Kevin's Security Scrapbook: Audio Adversarial Examples: Targeted Attacks on Speech-to-Text

Thursday, May 3, 2018

Audio Adversarial Examples: Targeted Attacks on Speech-to-Text

We construct targeted audio adversarial examples on automatic speech recognition.

Given any audio waveform, we can produce another that is over 99.9% similar, but transcribes as any phrase we choose (recognizing up to 50 characters per second of audio).

We apply our white-box iterative optimization-based attack to Mozilla’s implementation DeepSpeech end-to-end, and show it has a 100% success rate.

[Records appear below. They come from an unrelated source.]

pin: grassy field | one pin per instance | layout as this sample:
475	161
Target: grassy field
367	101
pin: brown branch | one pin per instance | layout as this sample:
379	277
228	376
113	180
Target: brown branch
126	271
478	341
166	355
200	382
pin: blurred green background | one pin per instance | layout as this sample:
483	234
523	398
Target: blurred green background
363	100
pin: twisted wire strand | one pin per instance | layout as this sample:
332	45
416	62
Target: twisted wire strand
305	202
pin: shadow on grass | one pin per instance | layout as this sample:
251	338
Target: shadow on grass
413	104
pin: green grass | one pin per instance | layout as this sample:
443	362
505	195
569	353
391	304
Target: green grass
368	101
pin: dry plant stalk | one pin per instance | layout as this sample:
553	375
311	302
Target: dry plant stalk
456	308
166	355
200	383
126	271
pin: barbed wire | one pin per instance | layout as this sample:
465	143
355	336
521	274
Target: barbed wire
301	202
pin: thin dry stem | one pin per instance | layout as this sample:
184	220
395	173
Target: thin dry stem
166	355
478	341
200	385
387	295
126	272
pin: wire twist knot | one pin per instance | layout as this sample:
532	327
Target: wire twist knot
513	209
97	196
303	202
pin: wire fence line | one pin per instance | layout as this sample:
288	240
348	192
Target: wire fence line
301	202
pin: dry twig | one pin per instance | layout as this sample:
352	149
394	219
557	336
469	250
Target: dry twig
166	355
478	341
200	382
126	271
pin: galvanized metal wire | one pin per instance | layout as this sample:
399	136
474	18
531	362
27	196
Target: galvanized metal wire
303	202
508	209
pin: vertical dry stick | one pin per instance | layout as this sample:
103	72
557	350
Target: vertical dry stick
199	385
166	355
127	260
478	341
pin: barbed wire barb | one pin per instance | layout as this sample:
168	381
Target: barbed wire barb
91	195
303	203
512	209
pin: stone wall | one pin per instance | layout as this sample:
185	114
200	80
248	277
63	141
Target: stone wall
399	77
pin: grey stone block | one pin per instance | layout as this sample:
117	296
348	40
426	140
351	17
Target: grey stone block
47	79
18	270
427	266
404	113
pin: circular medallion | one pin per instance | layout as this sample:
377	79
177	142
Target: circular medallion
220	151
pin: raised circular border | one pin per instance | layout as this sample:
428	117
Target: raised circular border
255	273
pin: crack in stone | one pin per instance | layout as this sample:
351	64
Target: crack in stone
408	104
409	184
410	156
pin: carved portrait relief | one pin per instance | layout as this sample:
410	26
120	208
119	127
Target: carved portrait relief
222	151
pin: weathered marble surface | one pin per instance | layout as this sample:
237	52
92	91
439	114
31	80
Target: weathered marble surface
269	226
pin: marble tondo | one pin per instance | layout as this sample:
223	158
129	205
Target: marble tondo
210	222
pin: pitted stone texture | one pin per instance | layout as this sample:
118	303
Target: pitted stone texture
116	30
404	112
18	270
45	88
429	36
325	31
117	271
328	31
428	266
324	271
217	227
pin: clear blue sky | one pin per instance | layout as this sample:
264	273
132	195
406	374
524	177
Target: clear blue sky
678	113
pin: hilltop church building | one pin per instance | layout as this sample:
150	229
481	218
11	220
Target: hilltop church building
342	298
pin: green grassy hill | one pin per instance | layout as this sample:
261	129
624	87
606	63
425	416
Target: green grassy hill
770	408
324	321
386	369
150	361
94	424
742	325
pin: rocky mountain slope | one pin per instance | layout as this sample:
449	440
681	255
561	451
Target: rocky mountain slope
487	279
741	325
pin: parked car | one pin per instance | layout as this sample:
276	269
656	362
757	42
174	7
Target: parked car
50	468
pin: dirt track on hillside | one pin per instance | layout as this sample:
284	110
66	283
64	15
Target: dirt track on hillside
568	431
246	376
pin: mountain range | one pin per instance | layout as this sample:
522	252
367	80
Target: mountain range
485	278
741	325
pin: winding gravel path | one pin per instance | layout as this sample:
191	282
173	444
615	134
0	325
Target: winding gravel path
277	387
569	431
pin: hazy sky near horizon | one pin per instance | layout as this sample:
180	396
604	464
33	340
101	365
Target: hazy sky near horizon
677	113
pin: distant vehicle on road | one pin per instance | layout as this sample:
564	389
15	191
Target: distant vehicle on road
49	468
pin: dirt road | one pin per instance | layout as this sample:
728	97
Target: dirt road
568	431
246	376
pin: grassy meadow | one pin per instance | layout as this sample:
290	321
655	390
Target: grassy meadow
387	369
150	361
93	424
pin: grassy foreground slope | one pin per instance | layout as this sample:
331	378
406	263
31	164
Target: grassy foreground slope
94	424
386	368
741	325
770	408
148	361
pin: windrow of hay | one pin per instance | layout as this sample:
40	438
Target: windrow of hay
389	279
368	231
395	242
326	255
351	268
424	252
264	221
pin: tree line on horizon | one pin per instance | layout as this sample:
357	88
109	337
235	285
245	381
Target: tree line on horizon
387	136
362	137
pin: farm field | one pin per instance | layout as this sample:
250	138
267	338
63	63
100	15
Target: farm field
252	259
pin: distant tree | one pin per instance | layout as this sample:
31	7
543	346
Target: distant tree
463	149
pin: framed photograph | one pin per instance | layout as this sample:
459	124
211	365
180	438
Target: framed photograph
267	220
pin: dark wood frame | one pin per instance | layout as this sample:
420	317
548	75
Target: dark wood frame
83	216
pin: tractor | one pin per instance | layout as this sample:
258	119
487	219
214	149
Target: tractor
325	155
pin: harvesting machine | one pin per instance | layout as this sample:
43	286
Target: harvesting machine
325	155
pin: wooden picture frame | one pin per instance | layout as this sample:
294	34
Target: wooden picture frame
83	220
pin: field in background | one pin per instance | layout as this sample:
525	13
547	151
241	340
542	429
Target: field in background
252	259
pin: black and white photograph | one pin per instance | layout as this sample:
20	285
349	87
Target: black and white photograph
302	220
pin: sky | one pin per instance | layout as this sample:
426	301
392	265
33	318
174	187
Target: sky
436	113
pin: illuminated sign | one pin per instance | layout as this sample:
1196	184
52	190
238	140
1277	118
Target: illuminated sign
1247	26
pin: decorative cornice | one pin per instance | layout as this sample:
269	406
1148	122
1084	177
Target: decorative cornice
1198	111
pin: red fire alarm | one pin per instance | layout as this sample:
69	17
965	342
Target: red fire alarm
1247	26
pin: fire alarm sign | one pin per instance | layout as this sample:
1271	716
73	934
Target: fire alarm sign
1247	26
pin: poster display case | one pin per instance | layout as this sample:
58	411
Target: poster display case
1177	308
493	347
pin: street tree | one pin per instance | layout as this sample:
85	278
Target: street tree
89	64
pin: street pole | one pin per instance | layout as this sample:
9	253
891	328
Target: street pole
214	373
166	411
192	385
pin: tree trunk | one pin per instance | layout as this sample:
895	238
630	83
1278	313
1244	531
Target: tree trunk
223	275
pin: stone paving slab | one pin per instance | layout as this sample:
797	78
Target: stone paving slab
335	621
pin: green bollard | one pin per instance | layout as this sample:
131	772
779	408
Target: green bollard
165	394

The feasibility of this attack introduces a new domain to study adversarial examples. more audio examples

From one of our Blue Blaze irregulars... "Audio Adversarialism is the practice of fooling voice-to-text and voice recognition systems by effectively embedding ‘hidden’ commands in audio files which are inaudible to human ears but which are picked up by speakers and mean, in theory, that we might hear the telly saying “Should have gone to Specsavers!” where instead our Amazon Echo is in fact hearing “Alexa, lock all the doors, turn on the gas and start sparking all the bogs in 00:59, 00:58…”. This is...not scary at all, oh no. Hi Siri! Hi Alexa!"